Struct Example {1: base.Base ExampleBase} struct Example {1: base.Copy the code

CppInclude syntax definition

CppInclude ::= 'cpp_include' Literal
Copy the code

CppInclude is primarily used to add a custom C++ import declaration to the code generated by the current thrift file

Currently there is no use scenario, do not make too much statement

Namespace syntax Definition

Namespace ::= ( 'namespace' ( NamespaceScope Identifier ) )
NamespaceScope  ::=  The '*' | 'c_glib' | 'cpp' | 'csharp' | 'delphi' | 'go' | 'java' | 'js' | 'lua' | 'netcore' | 'perl' | 'php' | 'py' | 'py.twisted' | 'rb' | 'st' | 'xsd'
Copy the code

Namespace is used to declare which language is used to handle the types defined in the current thrift file. NamespaceScope is the identifier of each language. It can also be specified as a wildcard * identifier to indicate that the thrift file definitions apply to all languages. In addition, Namespace also serves to avoid naming conflicts between different Identifier definitions.

The above example has four Namespace declarations that indicate that the current thrift file applies to Java, CPP, PREL, and NetSTD.

The Identifier immediately following the NamespaceScope behaves differently in different languages, for example:

Namespace go tutorial.thrift. Example // The generated code will be a directory structure 'tutorial/thrift/example/*. Go' where each go file will contain 'package Example' Represents belonging to the same packageCopy the code

Definition

The syntax of Definition is as follows:

Definition ::= Const | Typedef | Enum | Senum | Struct | Union | Exception | Service
Copy the code

Syntactically, Definition can be Const, Typedef, Enum, Senum, Struct, Union, Exception, Service, These definitions are the core of the Thrift file, and we’ll go through them one by one.

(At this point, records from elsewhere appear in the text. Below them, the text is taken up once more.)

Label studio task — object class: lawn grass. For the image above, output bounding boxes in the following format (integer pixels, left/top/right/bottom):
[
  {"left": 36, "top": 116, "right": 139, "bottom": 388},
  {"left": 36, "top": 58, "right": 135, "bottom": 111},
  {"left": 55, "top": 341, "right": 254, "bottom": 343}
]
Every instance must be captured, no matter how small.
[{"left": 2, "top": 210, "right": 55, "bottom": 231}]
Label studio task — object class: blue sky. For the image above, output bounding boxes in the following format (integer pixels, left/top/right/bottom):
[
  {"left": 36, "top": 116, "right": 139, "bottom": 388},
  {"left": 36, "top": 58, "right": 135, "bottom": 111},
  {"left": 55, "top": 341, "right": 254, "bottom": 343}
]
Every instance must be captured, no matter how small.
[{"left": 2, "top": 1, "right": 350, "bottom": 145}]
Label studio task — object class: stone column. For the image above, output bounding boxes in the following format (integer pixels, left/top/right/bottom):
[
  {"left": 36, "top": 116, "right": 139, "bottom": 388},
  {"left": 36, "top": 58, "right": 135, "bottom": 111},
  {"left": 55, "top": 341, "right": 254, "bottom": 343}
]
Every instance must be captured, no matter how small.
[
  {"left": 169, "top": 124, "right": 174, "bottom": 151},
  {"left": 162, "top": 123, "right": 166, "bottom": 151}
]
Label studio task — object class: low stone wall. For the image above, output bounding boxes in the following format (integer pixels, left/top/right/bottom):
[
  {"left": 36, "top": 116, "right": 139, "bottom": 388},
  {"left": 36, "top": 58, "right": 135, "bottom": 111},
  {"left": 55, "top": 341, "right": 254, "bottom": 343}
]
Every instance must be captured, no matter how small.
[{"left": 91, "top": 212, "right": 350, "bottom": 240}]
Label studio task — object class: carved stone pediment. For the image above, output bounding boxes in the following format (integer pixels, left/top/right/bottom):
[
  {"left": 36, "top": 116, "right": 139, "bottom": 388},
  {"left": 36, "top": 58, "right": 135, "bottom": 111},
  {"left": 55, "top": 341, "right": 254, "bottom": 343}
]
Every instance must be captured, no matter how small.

Senum, Slist is no longer recommended and will not be covered below

Const & ConstValue Constant & constant value

A syntactic definition of a constant

Const          ::= 'const' FieldType Identifier '=' ConstValue ListSeparator?
ConstValue     ::= IntConstant | DoubleConstant | Literal | Identifier | ConstList | ConstMap
IntConstant    ::= ('+' | The '-')? Digit+
DoubleConstant ::= ('+' | The '-')? Digit* ('. 'Digit+)? (('E' | 'e') IntConstant )?
ConstList      ::= '['(ConstValue ListSeparator?) *'] '
ConstMap       ::= '{' (ConstValue ':'ConstValue ListSeparator?) *'} '
ListSeparator  ::= ', ' | '; '
Copy the code

“ListSeparator” is the same separator that follows a sentence in Java. In IDL, the delimiter can be, or; And for the most part, you can ignore it

IDL is declared by the const keyword

const string testConst = 'hello,thrift'; / / `; 'can be replaced by', 'can not be writtenCopy the code

Constant declaration statement after = is a constant value, IDL valid constant values are as follows:

Const i8 count = 100 const i8 count = 100 -2) // const double money = '13.14' // const double rate = 1.2e-5 Const list<string> names = [' Tom ', const list<string> names = [' Tom ', 'joney', 'catiy'] // Of course, 'can be replaced with '; Const map<string, string> = {'name': 'Johnson ', 'age': '20'}Copy the code

Note: 没有 ConstSet

Typedef type definition

IDL can also define a type. The syntax is as follows:

Typedef ::= 'typedef' DefinitionType Identifier
Copy the code

There is no introduction to this, for example 🌰 :

Typepedef i8 int8 // const int8 count = 100Copy the code

Enum enumerated values

The syntax is defined as follows:

Enum ::= 'enum' Identifier '{' (Identifier ('='IntConstant)? ListSeparator?) *'} '
Copy the code

In the example above

enum fb_status {
  DEAD = 0,
  STARTING = 1,
  ALIVE = 2,
  STOPPING = 3,
  STOPPED = 4,
  WARNING = 5,
}
Copy the code

From the syntactic definition, (‘=’ IntConstant)? Is optional, which means that we do not need to specify a value. The default value is incremented from 0. If it is specified, it must be an integer constant. So the enumerated values in the above example could also be written as follows:

enum fb_status {
  DEAD,
  STARTING,
  ALIVE,
  STOPPING,
  STOPPED,
  WARNING,
}
Copy the code

Stuct structure

Structs are probably the most commonly used type definition statements. The syntax is as follows:

Struct     ::= 'struct' Identifier 'xsd_all'? '{' Field* '} '
Field      ::=  FieldID? FieldReq? FieldType Identifier ('=' ConstValue)? XsdFieldOptions ListSeparator?
FieldID    ::=  IntConstant ':'
FieldReq   ::=  'required' | 'optional'
Copy the code

Xsd_all is an internal Facebook field, so ignore it and it won’t matter if you write it

XsdFeildOptions in Field is also an internal Facebook Field and is ignored

From the perspective of syntax definition, the core of a Struct definition is the Field Field, and the name of each Field in a Struct must be unique, Struct cannot inherit, but can be nested, that is, can be used as the type of Struct Field.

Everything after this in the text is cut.